Oklahoma City bomber Timothy McVeigh has decided to abandon his legal battle against his execution in the wake of the two defeats handed him by US courts in recent days, his lawyers said late last night.
"Mr McVeigh doesn't want to proceed any further in legal action in order to stop his execution," the 33-year-old's attorney Rob Nigh told reporters here.
The announcement came shortly after a federal appeals court here denied his request for a stay.
That denial, McVeigh's second judicial disappointment in two days appears to have reconciled the bomber to his fate.

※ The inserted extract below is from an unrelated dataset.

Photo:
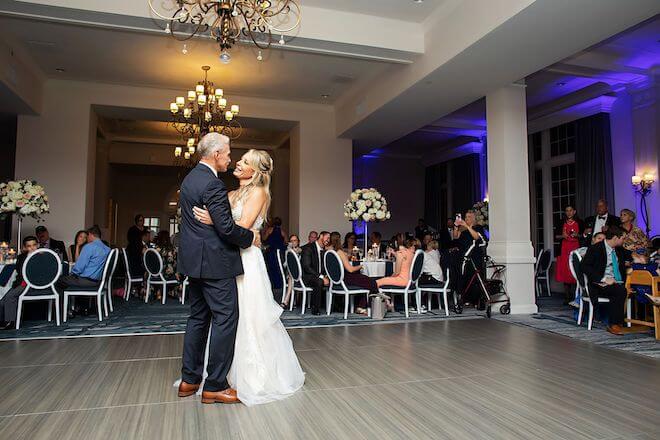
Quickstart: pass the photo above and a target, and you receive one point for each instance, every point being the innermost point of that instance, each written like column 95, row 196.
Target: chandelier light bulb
column 225, row 58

Nigh said McVeigh wanted to use the time remaining before his June 11th execution to prepare for his death by lethal injection.
The bomber's legal team had sought to exploit the opportunity afforded them by the discovery - within the last month - that the FBI had failed to turn over evidence to McVeigh's legal team prior to his 1997 trial.
His lawyers had argued that their client had been denied "due process," and that they needed more time to review the thousands of pages of documents.
But neither federal judge Richard Matsch, who presided over McVeigh's original trial, or a three-judge panel from the 10th US Court of Appeals were convinced by that argument.
And although McVeigh could have pursued his battle to the US Supreme Court, it would have been a legal battle with diminishing returns, noted professor Steven Lubet of Northwestern University's School of Law in Chicago.
"His chances fall at every succeeding stage," said Lubet.
"Not only is it very hard to get the attention of the US Supreme Court, but there's a reluctance to overturn the lower courts' decisions, partly because there's a presumption that they had more time to consider the matter."